I agree that it's good for the planet and the species. "ZPG," for Zero Population Growth, became a watchword after Ehrlich's book; we need that and more. Some naïve scientists have decided Malthus was wrong, since the nine billion we will have when the species crests can be fed by the world's grain.
But it's not just about grain production. It's about getting the grain to the hungry bellies, fraught with politics and conflict. It's about oil and other commodities, fresh water, garbage, pollution, and global warming.

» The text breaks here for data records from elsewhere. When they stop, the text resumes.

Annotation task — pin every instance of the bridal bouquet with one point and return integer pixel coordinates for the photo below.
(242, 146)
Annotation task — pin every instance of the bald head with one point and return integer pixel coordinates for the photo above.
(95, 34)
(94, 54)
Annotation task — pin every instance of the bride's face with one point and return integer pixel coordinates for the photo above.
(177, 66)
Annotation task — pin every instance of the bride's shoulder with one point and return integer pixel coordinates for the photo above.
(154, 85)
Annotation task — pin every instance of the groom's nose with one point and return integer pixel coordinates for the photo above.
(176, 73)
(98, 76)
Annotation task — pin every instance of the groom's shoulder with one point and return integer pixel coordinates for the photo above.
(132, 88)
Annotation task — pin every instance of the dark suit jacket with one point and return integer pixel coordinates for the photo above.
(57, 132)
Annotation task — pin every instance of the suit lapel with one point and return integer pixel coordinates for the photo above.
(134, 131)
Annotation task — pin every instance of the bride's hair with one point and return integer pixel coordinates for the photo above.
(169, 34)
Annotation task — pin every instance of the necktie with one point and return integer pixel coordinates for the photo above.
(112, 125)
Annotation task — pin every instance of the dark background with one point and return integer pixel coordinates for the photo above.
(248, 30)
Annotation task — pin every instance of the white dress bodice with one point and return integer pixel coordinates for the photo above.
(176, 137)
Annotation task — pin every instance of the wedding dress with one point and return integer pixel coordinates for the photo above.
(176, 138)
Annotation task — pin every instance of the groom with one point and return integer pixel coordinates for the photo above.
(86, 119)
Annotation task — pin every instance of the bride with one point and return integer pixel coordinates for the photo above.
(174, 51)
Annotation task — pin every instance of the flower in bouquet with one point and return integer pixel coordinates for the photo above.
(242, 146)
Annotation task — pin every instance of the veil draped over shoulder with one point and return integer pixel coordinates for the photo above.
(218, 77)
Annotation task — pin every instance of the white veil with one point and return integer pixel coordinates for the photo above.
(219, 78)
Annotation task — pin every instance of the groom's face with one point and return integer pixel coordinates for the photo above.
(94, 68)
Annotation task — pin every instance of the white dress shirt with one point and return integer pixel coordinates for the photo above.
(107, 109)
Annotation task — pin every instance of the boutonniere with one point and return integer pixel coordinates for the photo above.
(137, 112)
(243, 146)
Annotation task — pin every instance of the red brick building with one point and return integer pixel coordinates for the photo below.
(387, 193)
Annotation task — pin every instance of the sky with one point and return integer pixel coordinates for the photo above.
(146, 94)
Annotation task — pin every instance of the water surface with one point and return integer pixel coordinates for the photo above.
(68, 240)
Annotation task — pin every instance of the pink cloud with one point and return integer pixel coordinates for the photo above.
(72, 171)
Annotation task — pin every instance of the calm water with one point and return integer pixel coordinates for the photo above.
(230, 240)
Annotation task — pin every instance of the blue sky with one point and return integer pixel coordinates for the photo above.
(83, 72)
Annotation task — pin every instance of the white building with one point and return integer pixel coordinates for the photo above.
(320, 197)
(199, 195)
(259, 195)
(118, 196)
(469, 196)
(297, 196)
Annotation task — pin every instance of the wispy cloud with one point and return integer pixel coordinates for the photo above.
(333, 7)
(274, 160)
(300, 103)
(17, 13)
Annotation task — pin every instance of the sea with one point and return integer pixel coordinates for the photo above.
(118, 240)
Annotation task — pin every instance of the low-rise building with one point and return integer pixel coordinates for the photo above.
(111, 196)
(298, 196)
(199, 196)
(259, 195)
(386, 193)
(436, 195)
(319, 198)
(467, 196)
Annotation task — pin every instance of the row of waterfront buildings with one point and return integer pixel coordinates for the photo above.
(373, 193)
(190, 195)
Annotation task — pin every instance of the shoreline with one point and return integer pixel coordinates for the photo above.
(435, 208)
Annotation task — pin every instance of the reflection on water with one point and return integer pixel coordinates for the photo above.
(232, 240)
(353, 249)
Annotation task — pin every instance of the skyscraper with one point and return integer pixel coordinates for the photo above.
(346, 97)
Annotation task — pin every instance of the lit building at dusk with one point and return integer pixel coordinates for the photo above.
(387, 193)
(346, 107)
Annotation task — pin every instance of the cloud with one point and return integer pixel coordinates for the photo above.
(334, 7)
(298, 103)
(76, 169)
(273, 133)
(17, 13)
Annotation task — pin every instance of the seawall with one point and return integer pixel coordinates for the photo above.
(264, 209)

And it's about whether nine billion can attain even a modest Western life style-a one-bedroom apartment, a refrigerator, a TV set, and a Prius-without, as Ehrlich put it, "wrecking our life-support systems." No one thinks the answer to that is yes.*
So what we need after mid-century is NPG, Negative Population Growth, which in a century or two might reduce our species to true sustainability. But while some places are in rapid NPG, others are still expanding. No one can predict future evolution, but we know some things.
Religiosity is rather heritable, and religious people have more children. So the future is religious, not necessarily a bad thing. The overall shrinkage will in due course save the world, and God will get some credit.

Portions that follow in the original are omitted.